Eran tiempos en donde el dinero rendía. Duaca no escapaba del fervor decembrino de poder pintar la casa. Mi padre, Juan Bautista Cambero, llegó con los galones de color verde en una suerte de ritual. Siempre fue su tonalidad preferida a lo hora de darle un cambio de look al inmueble. Recuerdo que su compadre Antonio Lucena llevaba la escalera hasta la sala para comenzar con el arduo trabajo. Quitaba telarañas escondidas en las alturas de un pronunciado caballete. Con gran espíritu del detalle iba raspando la pintura vieja. Esas huellas de un año que necesitaban ser sustituidas por el reflejo de la proximidad de un nuevo calendario. En el piso se tenían que ubicar diarios viejos para que la pintura no dejara huellas en el cemento pulido. Colocar los periódicos en el piso era la contribución de los niños de la casa. Cuando picábamos la cabuya para sustraer del gran envoltorio el legajo de diarios me encontré con una edición aniversario de El Nacional. Era la primera vez que mis ojos infantiles se posaban en esta maravillosa experiencia del periodismo valiente. Conocía de su gran prestigio por conversaciones en casa de mi tía Flor María Cambero, una abnegada educadora que contaba con buenas colecciones literarias. Recuerdo que la edición la llevé hasta mi habitación. Tenía que salvarla a toda costa. No podía permitir que la pintura arruinara el rostro límpido de aquellas letras envueltas en erudición. Que fuera destruido después de cumplir un fin no cónsono con su indiscutible grandeza. Solo que desvié su destino para que no fuera al cesto de la basura. Dándole el rol de ser un impulso en mi interés de abrazar el amor por la lectura. Quedé impresionado con la grandeza de Miguel Otero Silva. Qué genio para hacer brillar el idioma de manera tan perfecta. También me cautivó el filósofo Juan Nuño. Y así pasé días leyendo textos que no entendía, pero me esforzaba. Me convertí en un celoso guardián de aquella excelente edición. Cuando necesitaban periódicos alrededor de la escalera corría al cuarto a meterlo debajo de la cama. No quería desprenderme de aquel tesoro. Entendía que allí estaba la visión de un país democrático que exteriorizaba sus inquietudes a través de aquella impresión. Que seguramente cada día renacería con nuevas inquietudes que no podía sino imaginar. En ese tiempo me hice miembro del periódico, un acto de amor tan grande que nuestras vidas se entrelazaron.

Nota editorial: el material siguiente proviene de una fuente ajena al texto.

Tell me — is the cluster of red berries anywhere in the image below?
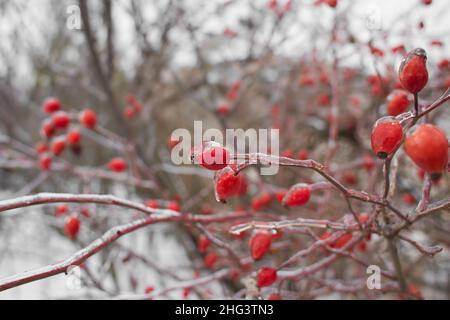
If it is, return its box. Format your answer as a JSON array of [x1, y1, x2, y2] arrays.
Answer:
[[36, 98, 97, 170], [371, 48, 448, 178]]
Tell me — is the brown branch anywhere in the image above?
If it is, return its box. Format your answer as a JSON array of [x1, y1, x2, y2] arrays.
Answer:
[[0, 204, 243, 291]]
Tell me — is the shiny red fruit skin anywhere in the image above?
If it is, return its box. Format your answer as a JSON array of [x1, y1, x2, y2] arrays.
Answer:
[[108, 158, 127, 172], [256, 267, 277, 288], [41, 120, 55, 139], [55, 204, 69, 217], [214, 167, 242, 201], [399, 49, 428, 93], [39, 154, 52, 171], [387, 91, 410, 117], [52, 111, 70, 129], [66, 130, 81, 146], [167, 201, 181, 212], [145, 200, 159, 209], [405, 124, 448, 174], [203, 252, 217, 269], [64, 217, 80, 239], [200, 147, 230, 171], [371, 119, 403, 159], [250, 233, 272, 260], [42, 98, 61, 113], [52, 137, 66, 156], [282, 186, 311, 207], [80, 109, 97, 129]]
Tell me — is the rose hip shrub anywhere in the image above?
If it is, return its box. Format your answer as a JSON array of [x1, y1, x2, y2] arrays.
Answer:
[[0, 0, 450, 300]]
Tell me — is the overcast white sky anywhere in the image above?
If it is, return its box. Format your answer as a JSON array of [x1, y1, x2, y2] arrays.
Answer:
[[0, 0, 450, 85]]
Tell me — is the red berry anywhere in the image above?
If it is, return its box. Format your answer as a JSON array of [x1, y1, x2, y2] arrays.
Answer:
[[191, 141, 230, 171], [372, 117, 403, 159], [387, 90, 411, 117], [214, 167, 242, 202], [66, 130, 81, 146], [42, 98, 61, 113], [275, 190, 287, 203], [108, 158, 127, 172], [80, 109, 97, 129], [203, 252, 217, 269], [145, 200, 159, 209], [41, 119, 55, 139], [64, 217, 80, 239], [55, 204, 69, 217], [52, 111, 70, 129], [256, 267, 277, 288], [36, 142, 48, 154], [281, 149, 294, 158], [39, 154, 52, 171], [282, 183, 311, 208], [405, 124, 448, 178], [197, 234, 210, 253], [52, 137, 66, 156], [399, 48, 428, 93], [249, 233, 272, 260]]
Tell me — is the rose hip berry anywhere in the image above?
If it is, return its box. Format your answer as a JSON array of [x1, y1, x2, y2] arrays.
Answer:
[[214, 167, 242, 202], [191, 141, 230, 171], [35, 142, 48, 154], [108, 158, 127, 172], [80, 109, 97, 129], [42, 98, 61, 113], [51, 137, 66, 156], [64, 217, 80, 240], [281, 183, 311, 208], [52, 111, 70, 129], [256, 267, 277, 288], [203, 252, 217, 269], [66, 130, 81, 146], [399, 48, 428, 94], [405, 124, 448, 179], [167, 200, 181, 212], [39, 154, 52, 171], [55, 204, 69, 217], [197, 234, 211, 253], [249, 233, 272, 260], [371, 117, 403, 159]]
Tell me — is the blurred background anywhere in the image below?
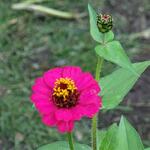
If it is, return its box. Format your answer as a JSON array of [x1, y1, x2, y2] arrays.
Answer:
[[0, 0, 150, 150]]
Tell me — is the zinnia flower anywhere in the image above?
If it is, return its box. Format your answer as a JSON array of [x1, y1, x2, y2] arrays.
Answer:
[[31, 66, 101, 132]]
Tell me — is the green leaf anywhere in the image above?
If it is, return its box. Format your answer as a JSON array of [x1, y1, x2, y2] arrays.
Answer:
[[97, 130, 107, 149], [104, 31, 114, 43], [115, 117, 144, 150], [37, 141, 91, 150], [95, 41, 135, 73], [100, 61, 150, 109], [88, 4, 103, 43], [99, 124, 118, 150]]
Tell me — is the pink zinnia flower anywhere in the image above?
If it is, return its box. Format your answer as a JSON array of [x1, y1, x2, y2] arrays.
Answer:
[[31, 66, 101, 132]]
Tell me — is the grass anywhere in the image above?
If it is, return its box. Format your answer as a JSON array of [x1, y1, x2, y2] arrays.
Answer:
[[0, 0, 150, 150]]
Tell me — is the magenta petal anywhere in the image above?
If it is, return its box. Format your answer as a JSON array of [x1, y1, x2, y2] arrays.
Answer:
[[63, 66, 82, 81], [30, 93, 50, 103], [35, 103, 56, 115], [42, 114, 57, 126], [44, 68, 62, 88], [57, 121, 74, 133], [32, 77, 52, 94]]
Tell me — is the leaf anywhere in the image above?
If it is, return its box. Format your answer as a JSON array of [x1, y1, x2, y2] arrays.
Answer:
[[37, 141, 91, 150], [95, 41, 135, 73], [97, 130, 107, 149], [115, 117, 144, 150], [88, 4, 103, 43], [99, 124, 118, 150], [100, 61, 150, 109]]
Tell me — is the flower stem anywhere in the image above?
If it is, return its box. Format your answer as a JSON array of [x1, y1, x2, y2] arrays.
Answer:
[[67, 132, 74, 150], [92, 56, 103, 150]]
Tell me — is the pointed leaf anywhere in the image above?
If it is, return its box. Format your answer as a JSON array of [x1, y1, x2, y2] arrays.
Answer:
[[97, 130, 107, 149], [37, 141, 91, 150], [100, 61, 150, 109], [116, 117, 144, 150], [88, 4, 103, 43], [95, 41, 135, 73], [99, 124, 118, 150]]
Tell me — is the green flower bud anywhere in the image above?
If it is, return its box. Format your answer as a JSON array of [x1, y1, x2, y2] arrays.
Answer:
[[97, 14, 113, 33]]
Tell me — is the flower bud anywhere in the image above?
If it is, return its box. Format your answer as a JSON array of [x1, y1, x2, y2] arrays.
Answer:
[[97, 14, 113, 33]]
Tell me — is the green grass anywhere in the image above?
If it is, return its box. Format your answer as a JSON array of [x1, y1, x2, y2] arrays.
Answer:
[[0, 0, 150, 150]]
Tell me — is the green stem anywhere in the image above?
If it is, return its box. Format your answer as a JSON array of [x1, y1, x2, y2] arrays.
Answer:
[[92, 56, 103, 150], [92, 35, 105, 150], [67, 132, 74, 150]]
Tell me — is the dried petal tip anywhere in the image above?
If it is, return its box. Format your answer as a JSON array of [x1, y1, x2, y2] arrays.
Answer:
[[97, 14, 113, 33]]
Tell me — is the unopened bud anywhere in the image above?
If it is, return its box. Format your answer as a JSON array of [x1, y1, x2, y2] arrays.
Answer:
[[97, 14, 113, 33]]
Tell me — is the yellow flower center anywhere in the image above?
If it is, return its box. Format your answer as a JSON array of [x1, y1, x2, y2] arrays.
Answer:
[[53, 78, 77, 101], [53, 77, 79, 108]]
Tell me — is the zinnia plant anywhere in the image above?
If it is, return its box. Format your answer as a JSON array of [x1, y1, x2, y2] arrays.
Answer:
[[31, 5, 150, 150]]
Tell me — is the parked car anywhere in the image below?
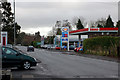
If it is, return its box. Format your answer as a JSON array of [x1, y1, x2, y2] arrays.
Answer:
[[2, 47, 37, 69], [27, 46, 34, 51], [43, 45, 47, 49], [47, 45, 52, 49], [74, 47, 83, 52], [55, 46, 60, 50]]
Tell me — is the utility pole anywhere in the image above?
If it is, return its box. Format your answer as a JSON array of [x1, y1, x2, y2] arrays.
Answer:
[[14, 0, 16, 46]]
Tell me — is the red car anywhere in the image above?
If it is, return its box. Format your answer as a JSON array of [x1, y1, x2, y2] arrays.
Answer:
[[55, 46, 60, 50], [74, 47, 83, 52]]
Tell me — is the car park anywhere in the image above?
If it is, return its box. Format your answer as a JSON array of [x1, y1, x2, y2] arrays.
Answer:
[[27, 46, 34, 51], [69, 45, 75, 50], [2, 47, 37, 69], [6, 44, 13, 48]]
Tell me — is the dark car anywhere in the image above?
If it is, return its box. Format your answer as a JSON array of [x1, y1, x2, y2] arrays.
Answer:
[[27, 46, 34, 51], [2, 47, 37, 69]]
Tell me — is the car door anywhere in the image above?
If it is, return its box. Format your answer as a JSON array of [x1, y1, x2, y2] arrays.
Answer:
[[2, 47, 20, 66]]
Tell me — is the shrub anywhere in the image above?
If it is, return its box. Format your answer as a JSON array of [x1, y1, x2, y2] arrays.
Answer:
[[83, 36, 120, 56]]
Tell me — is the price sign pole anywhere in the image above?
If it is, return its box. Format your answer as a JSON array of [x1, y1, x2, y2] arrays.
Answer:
[[61, 27, 69, 51]]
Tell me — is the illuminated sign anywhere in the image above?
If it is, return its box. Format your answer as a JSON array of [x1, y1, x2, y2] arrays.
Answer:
[[1, 32, 7, 46]]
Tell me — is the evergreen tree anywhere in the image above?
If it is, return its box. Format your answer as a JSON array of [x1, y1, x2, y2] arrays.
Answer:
[[105, 15, 114, 28], [77, 19, 84, 29], [116, 20, 120, 28], [2, 2, 21, 44]]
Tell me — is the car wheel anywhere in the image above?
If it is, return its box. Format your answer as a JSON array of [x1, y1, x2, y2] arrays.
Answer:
[[22, 61, 31, 70]]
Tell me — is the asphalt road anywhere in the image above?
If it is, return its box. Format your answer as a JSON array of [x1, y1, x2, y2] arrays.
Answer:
[[12, 46, 118, 78]]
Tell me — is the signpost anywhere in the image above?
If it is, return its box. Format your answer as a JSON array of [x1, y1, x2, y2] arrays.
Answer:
[[61, 27, 69, 51], [1, 32, 7, 46]]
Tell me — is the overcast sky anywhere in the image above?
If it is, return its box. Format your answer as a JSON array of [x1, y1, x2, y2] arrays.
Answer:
[[9, 0, 118, 35]]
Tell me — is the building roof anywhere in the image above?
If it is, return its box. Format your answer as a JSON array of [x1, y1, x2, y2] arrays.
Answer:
[[69, 28, 118, 35]]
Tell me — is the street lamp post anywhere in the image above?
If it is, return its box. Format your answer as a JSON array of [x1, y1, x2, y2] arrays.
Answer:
[[14, 0, 16, 45]]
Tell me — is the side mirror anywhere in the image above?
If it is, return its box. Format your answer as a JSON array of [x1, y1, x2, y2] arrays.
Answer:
[[16, 53, 20, 56]]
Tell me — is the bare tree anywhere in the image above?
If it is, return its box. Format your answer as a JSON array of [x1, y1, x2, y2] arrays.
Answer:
[[72, 16, 87, 26], [95, 18, 106, 27]]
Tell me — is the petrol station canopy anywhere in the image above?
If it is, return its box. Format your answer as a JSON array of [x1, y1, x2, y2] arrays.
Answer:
[[69, 28, 118, 35]]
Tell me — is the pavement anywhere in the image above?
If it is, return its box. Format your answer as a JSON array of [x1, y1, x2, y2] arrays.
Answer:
[[12, 46, 118, 80]]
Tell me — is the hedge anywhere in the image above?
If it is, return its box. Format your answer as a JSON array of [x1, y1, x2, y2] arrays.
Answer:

Hoy son ochenta años de nuevos desafíos. Una historia que marca el destino de Venezuela con una fuerza moral irrebatible. Su vida de azarosa marcha es el símbolo de la libertad. Desde el principio interpretó a la nación como ninguno. Como aquel niño larense sigo guardando su ejemplo para impedir que la jauría arruine su senda heroica.